TikTok has significant influence on how the young generation spends its money, with #TikTokmademebuyit garnering over 8 billion views, Morning Consult found in February. A larger share of Gen Z women, 75%, use TikTok compared to their male counterparts, 62%, a separate Morning Consult report found.

Social media is Gen Z’s ‘keeping up with the Joneses’

In a way, social media is “the current, younger generation’s version of keeping up with the Joneses,” said certified financial planner Shaun Williams, partner and private wealth advisor of Paragon Capital Management based in Denver. The firm is ranked No. 57 on the 2023 CNBC FA 100 list.

Baby boomers were able to keep up with “the Joneses” because the generation often primarily saw shopping habits from socio-economic peers in their neighborhood, Williams said. 

Stay out of credit card debt. It’s so much easier to get started on the other things if you’re not starting in a hole.
Sophia Bera Daigle
certified financial planner

Social media platforms like TikTok take the concept to a different level, especially for Gen Z. It’s easy to be overpowered by FOMO, or the fear of missing out, despite economic pressures like a high cost of living.

Nonmortgage debt among Gen Zers rose 99.3% between March 2021 and the first quarter of 2023, according to LendingTree. Younger consumers’ debt added up to an average of $10,797. The age group’s balances spiked for personal loans and credit card balances, rising $1,292 and $1,771.

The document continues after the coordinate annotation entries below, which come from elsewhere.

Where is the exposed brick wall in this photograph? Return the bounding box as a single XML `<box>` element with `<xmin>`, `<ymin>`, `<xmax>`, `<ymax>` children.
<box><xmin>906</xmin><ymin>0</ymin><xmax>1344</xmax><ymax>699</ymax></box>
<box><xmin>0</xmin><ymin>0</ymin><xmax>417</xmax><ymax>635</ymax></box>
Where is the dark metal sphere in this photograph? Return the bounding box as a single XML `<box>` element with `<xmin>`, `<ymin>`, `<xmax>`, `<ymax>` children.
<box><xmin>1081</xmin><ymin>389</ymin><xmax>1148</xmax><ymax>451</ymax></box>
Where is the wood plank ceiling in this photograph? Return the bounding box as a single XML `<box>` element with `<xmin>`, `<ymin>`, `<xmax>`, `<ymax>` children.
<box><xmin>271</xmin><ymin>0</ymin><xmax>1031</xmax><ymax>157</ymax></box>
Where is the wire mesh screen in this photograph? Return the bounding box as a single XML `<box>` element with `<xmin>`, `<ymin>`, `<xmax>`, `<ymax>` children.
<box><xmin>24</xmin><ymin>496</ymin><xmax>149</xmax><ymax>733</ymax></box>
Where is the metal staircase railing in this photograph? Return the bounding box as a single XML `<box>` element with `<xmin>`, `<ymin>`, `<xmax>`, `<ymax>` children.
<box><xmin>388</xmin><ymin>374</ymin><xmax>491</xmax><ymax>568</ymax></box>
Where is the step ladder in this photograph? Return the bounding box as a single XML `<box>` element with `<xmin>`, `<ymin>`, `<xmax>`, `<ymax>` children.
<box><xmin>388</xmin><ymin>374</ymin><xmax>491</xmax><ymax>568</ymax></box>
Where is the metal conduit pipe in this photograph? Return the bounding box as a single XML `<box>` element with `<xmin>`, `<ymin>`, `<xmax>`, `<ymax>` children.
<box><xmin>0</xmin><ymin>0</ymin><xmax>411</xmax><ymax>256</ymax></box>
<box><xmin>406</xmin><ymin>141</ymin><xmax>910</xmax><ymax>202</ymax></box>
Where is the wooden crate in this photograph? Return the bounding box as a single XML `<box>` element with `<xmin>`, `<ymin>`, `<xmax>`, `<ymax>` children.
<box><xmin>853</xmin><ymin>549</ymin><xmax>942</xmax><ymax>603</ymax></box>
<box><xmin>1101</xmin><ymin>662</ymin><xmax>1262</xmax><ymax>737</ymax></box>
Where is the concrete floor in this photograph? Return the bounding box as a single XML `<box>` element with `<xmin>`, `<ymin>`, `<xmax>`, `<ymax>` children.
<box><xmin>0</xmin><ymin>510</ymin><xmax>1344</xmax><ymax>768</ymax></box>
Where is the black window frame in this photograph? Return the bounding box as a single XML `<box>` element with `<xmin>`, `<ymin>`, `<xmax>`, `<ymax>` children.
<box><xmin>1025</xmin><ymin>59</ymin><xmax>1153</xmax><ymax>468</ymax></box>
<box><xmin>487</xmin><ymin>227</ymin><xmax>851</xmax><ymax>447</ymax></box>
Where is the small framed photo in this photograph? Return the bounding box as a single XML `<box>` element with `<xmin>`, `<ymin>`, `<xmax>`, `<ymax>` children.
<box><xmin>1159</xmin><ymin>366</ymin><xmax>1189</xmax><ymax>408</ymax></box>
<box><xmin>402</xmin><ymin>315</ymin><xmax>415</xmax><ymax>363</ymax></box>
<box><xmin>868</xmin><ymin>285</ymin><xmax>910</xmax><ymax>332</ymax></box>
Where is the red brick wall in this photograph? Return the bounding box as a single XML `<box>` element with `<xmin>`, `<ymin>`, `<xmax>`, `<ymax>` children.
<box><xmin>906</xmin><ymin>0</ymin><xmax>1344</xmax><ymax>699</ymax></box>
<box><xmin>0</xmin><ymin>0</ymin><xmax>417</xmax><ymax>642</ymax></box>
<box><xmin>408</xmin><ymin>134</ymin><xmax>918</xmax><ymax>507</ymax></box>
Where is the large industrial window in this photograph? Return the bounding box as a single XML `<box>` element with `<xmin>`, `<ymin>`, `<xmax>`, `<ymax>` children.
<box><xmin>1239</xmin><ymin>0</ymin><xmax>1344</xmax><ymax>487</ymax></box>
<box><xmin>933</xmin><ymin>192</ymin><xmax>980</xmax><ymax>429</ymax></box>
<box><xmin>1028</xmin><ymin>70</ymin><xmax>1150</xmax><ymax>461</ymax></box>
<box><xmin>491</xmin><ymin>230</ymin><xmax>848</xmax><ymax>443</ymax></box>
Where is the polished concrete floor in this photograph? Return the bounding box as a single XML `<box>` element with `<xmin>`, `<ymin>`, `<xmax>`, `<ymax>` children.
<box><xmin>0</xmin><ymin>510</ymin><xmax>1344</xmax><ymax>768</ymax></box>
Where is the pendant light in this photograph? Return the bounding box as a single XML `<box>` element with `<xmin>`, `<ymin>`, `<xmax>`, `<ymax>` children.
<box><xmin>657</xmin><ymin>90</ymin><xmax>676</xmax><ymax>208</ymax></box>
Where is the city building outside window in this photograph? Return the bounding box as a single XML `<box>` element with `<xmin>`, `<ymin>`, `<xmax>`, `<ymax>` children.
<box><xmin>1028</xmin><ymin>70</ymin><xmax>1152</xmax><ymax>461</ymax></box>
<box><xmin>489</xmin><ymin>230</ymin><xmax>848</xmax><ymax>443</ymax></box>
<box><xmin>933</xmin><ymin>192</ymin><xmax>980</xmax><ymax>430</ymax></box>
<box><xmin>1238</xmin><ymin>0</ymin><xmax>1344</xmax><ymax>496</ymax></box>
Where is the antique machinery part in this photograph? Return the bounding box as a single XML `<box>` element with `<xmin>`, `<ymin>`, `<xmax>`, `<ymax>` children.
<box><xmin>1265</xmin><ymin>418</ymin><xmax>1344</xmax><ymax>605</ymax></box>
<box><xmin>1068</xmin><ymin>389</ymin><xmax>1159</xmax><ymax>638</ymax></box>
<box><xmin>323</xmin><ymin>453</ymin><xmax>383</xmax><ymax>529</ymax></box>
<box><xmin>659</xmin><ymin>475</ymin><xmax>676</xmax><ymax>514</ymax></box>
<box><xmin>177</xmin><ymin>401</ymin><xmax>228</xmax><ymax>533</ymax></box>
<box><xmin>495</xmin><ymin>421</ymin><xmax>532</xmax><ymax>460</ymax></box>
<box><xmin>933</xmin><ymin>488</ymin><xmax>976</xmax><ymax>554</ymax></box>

The site analyzed more than 150,000 anonymized credit reports from the first quarter of 2023 and 87,000 from March 2021.

The best thing someone in their 20s can do for themselves is to “stay out of credit card debt,” said Sophia Bera Daigle, a CFP and the founder of Gen Y Planning in Austin, Texas.

“It’s so much easier to get started on the other things if you’re not starting in a hole,” Daigle said, who is a member of the CNBC FA Council.

Two money guardrails for 20-something women

Experts say it’s important for young women in their 20s to remember the following two things when it comes to observing their contemporaries exhibiting expensive lifestyles:

1. Signs of wealth can be misleading

Someone who shows their wealth in what they own or wear only shows you what they spent, not what they have invested or saved.

“When you see signs of wealth, that is not someone who’s wealthy: it’s spent, it’s gone,” said Williams.

Additionally, you have no way of knowing how people on the internet are affording their lifestyles.

Influencers on TikTok, Instagram and other platforms may be sponsored by private companies to get others to buy into the products or experiences. “They’re not actually always spending their own money” on the items they promote, Williams said, no matter how they finance the rest of their lifestyle.

2. Think of your long-term plans

Women can have a tougher time getting ahead financially because of hurdles like the wage gap; in 2022, women earned 78 cents for every dollar that men made, according to the National Partnership for Women and Families.

While social media can entice people to spend beyond their means, you might find that it helps to remind yourself of more powerful ways to use that money, whether that is investing in a retirement account, building emergency savings or preparing for other goals, Daigle said.

“Laying the groundwork in your 20s is wonderful so that in your 30s you can really turbocharge your financial goals,” she said.